In Turkey, capital companies are liable to pay corporate income tax (22 per cent). In addition, persons are liable to income tax (progressive rates 15, 22, 35, 40 per cent) on their income and profits for the year. Persons residing in Turkey or companies headquartered in Turkey are taxed on the income from abroad.

In addition, there will be value added tax (VAT-KDV), special consumption tax (SCT-ÖTV) and stamp tax, which vary according to the concrete case. When the profit distribution of the company partners is made, tax deductions are also made on this.


The work permit for foreign company partners has been updated in the new International Labour Law No. 6735. According to the new law; the obligation to obtain a work permit for non-resident board members of joint stock companies and other foreign partners of limited liability companies who are not company officials has been abolished.


After the 2022 Russia-Ukraine war started, many Russian citizens want to open a company in Turkey due to the sanctions against Russia. There is no restriction on Russians to open a company in Turkey even in the current war situation. So Russian citizens can establish a company in Turkey. All the procedures and rules we mentioned above are also valid for Russian citizens.

**The company that Russians will open in Turkey, even if it has Russian partners, will remain outside the sanctions imposed by the US and Europe, as it will be a Turkish company established under Turkish law.


There is a distinction between opening bank accounts for foreign natural persons and opening bank accounts for foreign companies.

Firstly, the relevant foreigner needs a notification address. Without this, it is difficult for a foreigner to open a bank account.

Next, the foreigner needs a potential tax number, which is issued to the foreigner as a result of an application to the tax office with his/her passport.

In addition to the residence address and the tax number, the passport is also an indispensable element. The foreigner who wants to open a bank account must have his/her passport with him/her during this process.

Some banks may also request a telephone number or an invoice in the name of the foreigner in Turkey. If a bank with such a request is to be applied to, such a number must be obtained.

When the foreigner opens a bank account in Turkey, he/she can access this account whenever he/she wants and obtains a more economical opportunity in terms of money transfer.


A bank account in the name of the company can be opened by an authorised person who can carry out legal transactions on behalf of the company, i.e. a director, partner, etc. who has signature authority.

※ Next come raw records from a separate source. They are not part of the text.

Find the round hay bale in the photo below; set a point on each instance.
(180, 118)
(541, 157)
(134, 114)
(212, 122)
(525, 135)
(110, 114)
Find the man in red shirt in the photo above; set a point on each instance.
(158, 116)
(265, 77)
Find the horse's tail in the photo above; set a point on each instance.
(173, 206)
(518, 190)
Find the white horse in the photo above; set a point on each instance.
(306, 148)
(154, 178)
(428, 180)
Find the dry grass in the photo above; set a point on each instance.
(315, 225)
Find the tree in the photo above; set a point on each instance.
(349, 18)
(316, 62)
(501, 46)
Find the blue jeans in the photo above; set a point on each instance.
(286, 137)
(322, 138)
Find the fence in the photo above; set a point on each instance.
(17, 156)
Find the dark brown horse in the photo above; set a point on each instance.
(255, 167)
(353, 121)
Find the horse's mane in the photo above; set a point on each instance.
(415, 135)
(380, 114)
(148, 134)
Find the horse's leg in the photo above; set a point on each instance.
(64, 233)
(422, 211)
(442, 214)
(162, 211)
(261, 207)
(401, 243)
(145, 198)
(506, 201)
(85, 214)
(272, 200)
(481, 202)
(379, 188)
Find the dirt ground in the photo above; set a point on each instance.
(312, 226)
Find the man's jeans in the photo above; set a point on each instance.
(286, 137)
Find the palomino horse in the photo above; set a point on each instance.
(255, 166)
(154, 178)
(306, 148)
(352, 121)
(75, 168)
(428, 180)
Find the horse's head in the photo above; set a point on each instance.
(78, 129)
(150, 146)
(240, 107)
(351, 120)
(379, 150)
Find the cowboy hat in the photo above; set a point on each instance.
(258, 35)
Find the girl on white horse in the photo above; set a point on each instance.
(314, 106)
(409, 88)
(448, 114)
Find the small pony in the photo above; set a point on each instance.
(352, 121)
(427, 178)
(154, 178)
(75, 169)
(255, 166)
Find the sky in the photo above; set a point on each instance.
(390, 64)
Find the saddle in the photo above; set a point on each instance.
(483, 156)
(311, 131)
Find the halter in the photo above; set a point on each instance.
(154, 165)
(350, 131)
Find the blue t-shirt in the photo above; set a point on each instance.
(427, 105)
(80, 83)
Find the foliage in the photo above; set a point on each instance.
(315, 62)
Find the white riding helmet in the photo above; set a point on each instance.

As in the case of obtaining a personal bank account, a tax number must be obtained on behalf of the company before the application to be made for the company. However, the company that will receive a tax number is not required to be in commercial activity in Turkey. The company with any residence address will be able to request this tax number from the tax office. This tax number does not mean that the company will pay tax.

In order to open a bank account for foreign companies; company articles of association, chamber of commerce registration, establishment and activity documents, records in the trade registry are required. The person authorised to open a bank account on behalf of the company will go to whichever bank he/she wants to open an account with these documents, tax number and documents regarding residence.

Banks operating in Turkey show a more tolerant approach for foreign companies and provide convenience in opening a bank account, while they cause difficulties for companies that do not have an address such as a notification address, branch office or liaison office in Turkey.